Kmiec saw this evidenced in the Obama platform proposal which, while affirming Roe, promised also "to strongly support a woman's decision to have a child by ensuring access to and availability of programs for pre- and postnatal health care, parenting skills, income support and caring adoption programs."

The question for the rest of us then is this: Do we hold such an argument to be plausible? And furthermore, do we believe the pro-life movement or its strategies have "failed"?

For answers, I turned to two pro-life veterans and dear friends: Nikolas Nikas and Dorinda Bordlee, co-founders of the Bioethics Defense Fund.

Nikas and Bordlee believe that prominent Catholics who publicly justified their support for President-elect Obama on the claim that the pro-life movement has lost the battle "acted under dangerous fallacies."

First, Bordlee points out that these voters failed "to recognize that President-elect Obama has promised to devastate the life-saving legal infrastructure that was built with great effort by the pro-life movement over the last 35 years, and recently bolstered by the U.S. Supreme Court in it's 2007 Gonzales v. Carhart decision which recognized '[t]he State's interest in respect for life' which 'finds an ultimate expression in a mother's love for her child.'"

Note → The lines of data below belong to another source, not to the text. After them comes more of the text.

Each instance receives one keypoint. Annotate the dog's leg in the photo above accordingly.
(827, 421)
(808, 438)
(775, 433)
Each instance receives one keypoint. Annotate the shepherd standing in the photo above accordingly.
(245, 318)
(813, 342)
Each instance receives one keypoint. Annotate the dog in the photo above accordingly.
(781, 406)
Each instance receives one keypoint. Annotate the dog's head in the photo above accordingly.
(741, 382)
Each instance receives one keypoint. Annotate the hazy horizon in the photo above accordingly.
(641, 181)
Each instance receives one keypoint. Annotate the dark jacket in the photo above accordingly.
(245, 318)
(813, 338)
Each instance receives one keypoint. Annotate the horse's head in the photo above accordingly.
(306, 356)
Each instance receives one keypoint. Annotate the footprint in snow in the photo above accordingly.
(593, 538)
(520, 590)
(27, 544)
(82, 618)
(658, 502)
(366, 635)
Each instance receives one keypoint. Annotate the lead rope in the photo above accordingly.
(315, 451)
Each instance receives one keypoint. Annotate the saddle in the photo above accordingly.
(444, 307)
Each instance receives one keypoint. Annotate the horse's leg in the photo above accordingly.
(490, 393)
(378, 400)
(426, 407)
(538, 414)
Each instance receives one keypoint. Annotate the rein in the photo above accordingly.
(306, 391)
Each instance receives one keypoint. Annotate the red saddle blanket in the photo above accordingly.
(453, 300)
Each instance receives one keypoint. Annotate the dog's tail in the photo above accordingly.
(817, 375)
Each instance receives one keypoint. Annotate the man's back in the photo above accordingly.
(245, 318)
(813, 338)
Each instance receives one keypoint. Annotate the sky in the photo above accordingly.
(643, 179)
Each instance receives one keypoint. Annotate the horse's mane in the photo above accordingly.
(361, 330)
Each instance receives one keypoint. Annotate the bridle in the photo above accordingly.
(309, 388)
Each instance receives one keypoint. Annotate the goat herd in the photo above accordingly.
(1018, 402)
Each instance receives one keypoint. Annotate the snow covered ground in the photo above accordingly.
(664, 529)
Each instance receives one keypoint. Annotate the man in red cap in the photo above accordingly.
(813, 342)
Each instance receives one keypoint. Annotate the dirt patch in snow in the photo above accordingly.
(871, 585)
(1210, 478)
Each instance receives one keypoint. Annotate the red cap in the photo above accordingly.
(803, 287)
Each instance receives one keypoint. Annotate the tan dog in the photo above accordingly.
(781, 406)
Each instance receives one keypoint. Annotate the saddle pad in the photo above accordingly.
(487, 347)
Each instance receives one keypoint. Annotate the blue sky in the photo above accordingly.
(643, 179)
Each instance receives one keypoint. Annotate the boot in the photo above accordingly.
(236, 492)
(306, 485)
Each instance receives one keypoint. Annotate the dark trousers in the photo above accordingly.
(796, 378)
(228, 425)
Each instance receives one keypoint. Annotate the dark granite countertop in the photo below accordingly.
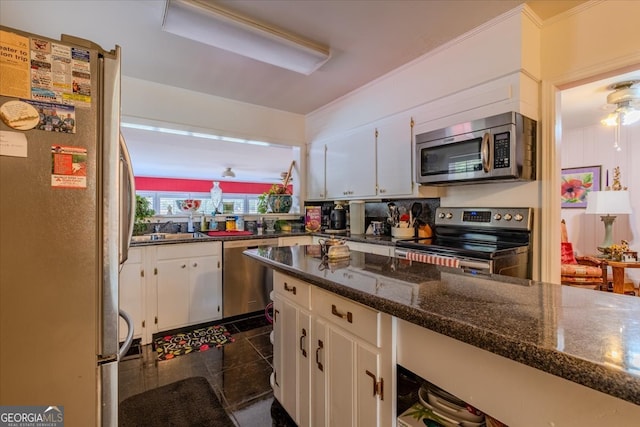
(588, 337)
(205, 238)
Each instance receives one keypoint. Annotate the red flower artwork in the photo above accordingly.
(575, 187)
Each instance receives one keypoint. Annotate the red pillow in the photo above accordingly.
(567, 253)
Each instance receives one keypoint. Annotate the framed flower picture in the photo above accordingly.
(576, 183)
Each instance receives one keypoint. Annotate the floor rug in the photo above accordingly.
(190, 402)
(203, 339)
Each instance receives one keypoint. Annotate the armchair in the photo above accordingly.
(580, 271)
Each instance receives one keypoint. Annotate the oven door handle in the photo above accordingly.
(475, 265)
(486, 152)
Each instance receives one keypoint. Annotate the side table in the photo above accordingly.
(618, 267)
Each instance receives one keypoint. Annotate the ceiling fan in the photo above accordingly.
(626, 98)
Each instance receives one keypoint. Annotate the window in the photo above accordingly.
(161, 201)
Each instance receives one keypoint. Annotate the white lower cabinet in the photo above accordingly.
(164, 287)
(189, 284)
(341, 361)
(291, 347)
(131, 293)
(295, 240)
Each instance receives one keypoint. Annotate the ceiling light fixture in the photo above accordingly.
(624, 96)
(211, 24)
(228, 173)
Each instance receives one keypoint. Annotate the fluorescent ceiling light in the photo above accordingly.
(209, 23)
(194, 134)
(228, 173)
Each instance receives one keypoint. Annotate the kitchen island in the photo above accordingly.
(509, 334)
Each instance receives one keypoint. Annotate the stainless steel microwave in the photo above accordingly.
(501, 147)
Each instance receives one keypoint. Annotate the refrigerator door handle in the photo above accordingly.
(128, 201)
(129, 339)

Nikas and Bordlee question the sincerity of the conviction that the pro-life movement has "failed" given the steady increase in life-protective state and federal laws that now stand on the chopping block of Obama's promised passage of FOCA, including:

  • · laws that require abortionists to give women informed consent about the dangers of abortion and their access to public and private agencies that will help them bring their child to term;
  • · state laws that help stop sexual predators who benefit from secret abortions on minors by requiring parental notice or consent;
  • · laws that prohibit killing a child in the process of delivery by banning partial birth abortion; and
  • · laws that prevent discrimination against healthcare professionals and medical students who object to using their vocation to heal in a way to destroys human lives.

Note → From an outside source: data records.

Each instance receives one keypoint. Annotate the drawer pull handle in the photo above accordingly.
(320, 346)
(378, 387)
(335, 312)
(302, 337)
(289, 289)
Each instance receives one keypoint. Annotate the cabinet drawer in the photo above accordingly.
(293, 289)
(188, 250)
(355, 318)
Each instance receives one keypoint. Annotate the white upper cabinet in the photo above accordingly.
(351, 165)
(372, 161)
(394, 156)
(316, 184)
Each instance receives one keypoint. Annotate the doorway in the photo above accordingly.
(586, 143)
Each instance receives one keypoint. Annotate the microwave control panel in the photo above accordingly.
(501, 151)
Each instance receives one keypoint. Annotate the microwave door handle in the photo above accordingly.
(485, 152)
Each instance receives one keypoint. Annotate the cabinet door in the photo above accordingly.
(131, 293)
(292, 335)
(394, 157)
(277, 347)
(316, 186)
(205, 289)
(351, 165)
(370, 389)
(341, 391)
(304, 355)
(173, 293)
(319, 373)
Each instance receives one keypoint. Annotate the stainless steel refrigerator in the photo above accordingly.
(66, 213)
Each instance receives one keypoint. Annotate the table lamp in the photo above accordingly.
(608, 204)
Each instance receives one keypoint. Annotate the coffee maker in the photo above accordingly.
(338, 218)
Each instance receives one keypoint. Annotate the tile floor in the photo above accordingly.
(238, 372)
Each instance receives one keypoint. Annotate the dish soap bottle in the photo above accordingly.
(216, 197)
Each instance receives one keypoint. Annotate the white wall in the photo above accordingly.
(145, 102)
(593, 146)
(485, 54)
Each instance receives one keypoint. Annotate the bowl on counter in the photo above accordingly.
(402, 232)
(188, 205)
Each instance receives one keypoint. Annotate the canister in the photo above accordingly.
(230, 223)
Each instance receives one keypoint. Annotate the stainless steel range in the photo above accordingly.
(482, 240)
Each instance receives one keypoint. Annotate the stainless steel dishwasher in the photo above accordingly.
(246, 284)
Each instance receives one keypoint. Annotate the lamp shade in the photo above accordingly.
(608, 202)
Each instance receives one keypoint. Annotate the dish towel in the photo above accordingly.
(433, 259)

"All of these laws and more will come crashing down if President-elect Obama makes good on his promise to sign FOCA and reverse the Hyde Amendment," notes Bordlee. Bordlee pointed to an important analysis by Professor Michael New showing that parental involvement laws and Medicaid funding restrictions are correlated with reductions in the incidence of abortion among minors. "Effective pro-life measures are at risk of being 'lost' because of Obama's planned strategy, not because of any failed strategy of the pro-life movement," said Bordlee

Nikas and Bordlee made a further salient observation about the short-sighted failure of pro-Obama pro-lifers to understand a historic truth about social-reform movements -- that it takes perseverance to achieve victory.

In The Young Battle for Life,

Nikolas Nikas noted ever so cogently that the 35-year struggle against federal court-imposed abortion on demand is still a relatively young one. He points to the lessons of the long struggle for black civil rights as instructive:

  • · 246 years from the advent of American slavery to the end of the Civil War;
  • · 100 years from the ratification of the 13th Amendment abolishing slavery to the passage of the Civil Rights Act;
  • · 58 years from the announcement by the Supreme Court in Plessy v. Ferguson that "separate but equal" public accommodations for blacks and whites was constitutional to the reversal of that decision by the Supreme Court in Brown v. Board of Education.

So, after only 35 years, it would seem that the pro-life movement is only at the beginning of its battle, not at the (failed) end of it. I hope to continue this discussion next week, with further input from pro-life leaders who are nowhere near throwing in the towel.

***

Rev. Thomas V. Berg, L.C. is Executive Director of the Westchester Institute for Ethics and the Human Person.